Table 4 The intricate relationship between MTs and axonal organelles

MTs and cellular organelles display important and complex interdependencies. This becomes immediately apparent when considering that meaningful dynamics of any organelles will depend on MTs and their associated motor proteins (Fig. 3C and D). Vice versa, organelles play crucial roles in cellular physiology directly or indirectly relevant for MTs, as outlined in the following for mitochondria:

(1) Mitochondria are the main source for ATP [195], required to fuel multiple processes relevant for MT dynamics and regulation (red stippled arrows in Fig. 3); these include actin assembly and dynamics [196, 197], phosphorylation of MT regulators [198], GTP production required for signalling events and MT polymerisation [37, 199, 200], MT severing [201], as well as MT-motor protein dynamics ([40]; but note that vesicular transport uses local glycolysis to generate its own ATP; [202, 203]; yellow star in Fig. 3 A).

(2) The mitochondrial surface is an important signalling platform potentially required to orchestrate MT regulation locally (not shown in Fig. 3; [204]).

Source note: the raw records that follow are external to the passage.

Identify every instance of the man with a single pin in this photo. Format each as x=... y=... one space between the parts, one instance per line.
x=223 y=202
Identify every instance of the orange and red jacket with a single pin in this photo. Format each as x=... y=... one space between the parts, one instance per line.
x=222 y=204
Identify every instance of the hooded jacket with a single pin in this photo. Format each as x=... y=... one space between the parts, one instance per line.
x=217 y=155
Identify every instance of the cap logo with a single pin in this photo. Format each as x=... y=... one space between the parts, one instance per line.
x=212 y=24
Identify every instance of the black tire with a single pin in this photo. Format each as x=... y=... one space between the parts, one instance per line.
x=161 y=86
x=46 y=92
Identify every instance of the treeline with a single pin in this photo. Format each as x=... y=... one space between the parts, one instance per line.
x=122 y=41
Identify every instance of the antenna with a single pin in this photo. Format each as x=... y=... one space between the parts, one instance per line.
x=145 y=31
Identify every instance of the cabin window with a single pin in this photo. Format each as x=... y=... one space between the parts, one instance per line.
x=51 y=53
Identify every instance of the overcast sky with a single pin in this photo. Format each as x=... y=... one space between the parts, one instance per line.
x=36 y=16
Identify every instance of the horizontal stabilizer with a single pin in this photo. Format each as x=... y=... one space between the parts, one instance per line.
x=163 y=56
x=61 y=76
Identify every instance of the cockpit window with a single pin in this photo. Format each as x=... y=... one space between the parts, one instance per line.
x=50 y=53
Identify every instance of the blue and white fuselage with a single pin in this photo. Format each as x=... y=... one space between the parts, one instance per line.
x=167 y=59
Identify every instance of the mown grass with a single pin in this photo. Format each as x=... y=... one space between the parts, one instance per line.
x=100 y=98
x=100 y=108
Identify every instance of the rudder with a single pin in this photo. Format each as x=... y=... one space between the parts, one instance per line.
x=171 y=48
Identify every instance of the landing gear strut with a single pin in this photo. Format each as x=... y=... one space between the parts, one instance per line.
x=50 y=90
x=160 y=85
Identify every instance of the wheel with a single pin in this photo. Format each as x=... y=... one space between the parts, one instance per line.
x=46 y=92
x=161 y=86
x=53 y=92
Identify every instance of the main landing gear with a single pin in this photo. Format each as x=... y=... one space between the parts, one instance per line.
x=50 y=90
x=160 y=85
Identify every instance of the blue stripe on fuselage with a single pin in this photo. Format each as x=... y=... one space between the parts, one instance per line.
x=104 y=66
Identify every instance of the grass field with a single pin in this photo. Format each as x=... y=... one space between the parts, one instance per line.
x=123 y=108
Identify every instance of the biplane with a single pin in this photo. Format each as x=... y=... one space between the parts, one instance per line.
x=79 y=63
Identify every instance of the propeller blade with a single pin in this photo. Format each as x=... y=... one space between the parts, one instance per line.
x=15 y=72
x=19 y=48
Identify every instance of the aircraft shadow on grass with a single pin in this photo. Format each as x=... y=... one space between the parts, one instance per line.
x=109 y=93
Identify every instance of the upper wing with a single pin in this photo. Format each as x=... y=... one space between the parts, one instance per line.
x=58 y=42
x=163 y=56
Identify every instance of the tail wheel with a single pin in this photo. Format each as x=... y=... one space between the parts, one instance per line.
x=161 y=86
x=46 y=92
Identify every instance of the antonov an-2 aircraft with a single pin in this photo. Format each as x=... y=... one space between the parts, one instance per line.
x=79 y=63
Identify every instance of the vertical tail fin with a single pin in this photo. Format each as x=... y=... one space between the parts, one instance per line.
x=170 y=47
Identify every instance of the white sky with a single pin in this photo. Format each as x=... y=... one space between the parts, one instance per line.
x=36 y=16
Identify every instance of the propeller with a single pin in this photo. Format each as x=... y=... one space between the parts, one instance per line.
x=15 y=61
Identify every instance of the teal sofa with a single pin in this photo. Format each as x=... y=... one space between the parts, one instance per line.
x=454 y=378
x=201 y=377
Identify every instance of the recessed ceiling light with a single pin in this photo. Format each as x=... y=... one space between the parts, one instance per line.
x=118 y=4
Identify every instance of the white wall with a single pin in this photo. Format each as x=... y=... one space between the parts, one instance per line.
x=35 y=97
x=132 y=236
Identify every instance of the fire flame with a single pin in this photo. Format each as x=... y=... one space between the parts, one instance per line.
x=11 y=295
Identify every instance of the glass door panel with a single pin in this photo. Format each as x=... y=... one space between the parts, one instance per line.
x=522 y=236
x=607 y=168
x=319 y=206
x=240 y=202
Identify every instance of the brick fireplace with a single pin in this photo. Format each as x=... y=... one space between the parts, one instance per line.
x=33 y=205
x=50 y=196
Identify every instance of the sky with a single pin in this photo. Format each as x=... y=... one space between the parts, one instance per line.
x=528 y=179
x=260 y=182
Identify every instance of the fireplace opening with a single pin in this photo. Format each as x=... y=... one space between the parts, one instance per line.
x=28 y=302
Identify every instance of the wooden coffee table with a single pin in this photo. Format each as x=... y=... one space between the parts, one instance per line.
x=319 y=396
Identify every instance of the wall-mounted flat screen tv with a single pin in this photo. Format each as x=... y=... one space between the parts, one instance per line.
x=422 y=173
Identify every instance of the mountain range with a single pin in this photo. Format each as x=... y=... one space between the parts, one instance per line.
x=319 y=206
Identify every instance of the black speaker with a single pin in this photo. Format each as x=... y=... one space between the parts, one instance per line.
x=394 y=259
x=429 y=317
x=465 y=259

(3) Mitochondria cooperate with endoplasmic reticulum in the regulation of intracellular free calcium (yellow cloud in Fig. 3; [205, 206]) which has direct impact on MT regulators (e.g. spectraplakins, tau, kinesins [207, 208]; or even on MTs themselves [209]).

(4) Mitochondria collaborate with peroxisomes in the regulation of reactive oxygen species ('ROS' in Fig. 3; [210, 211]), which have known effects on MT regulation [212]. If excessive amounts of the wrong ROS species are produced upon transport-induced mitochondrial damage or dysregulation of the mitochondria-peroxisome system, this causes oxidative stress as a major path to axon pathology [67, 211, 213]. Causative relationships between MTs and oxidative stress can be demonstrated experimentally: for example the MT-stabilising drug epothilone B rescues pathology caused by oxidative stress caused by peroxisome transport deficiencies in a human iPSC (induced pluripotent stem cell) model of SPG4 (spastin-linked spastic paraplegia 4; [214]), suggesting that MTs might be the cause for the transport deficit in the first place.

Also other organelles impact on MTs. For example, the endoplasmic reticulum has multiple roles in lipidogenesis and protein synthesis but also calcium homeostasis [44], and the endo-lysosomal and proteasome-ubiquitination systems are required for proteostasis known to be relevant for MTs and axonal transport [215,216,–217].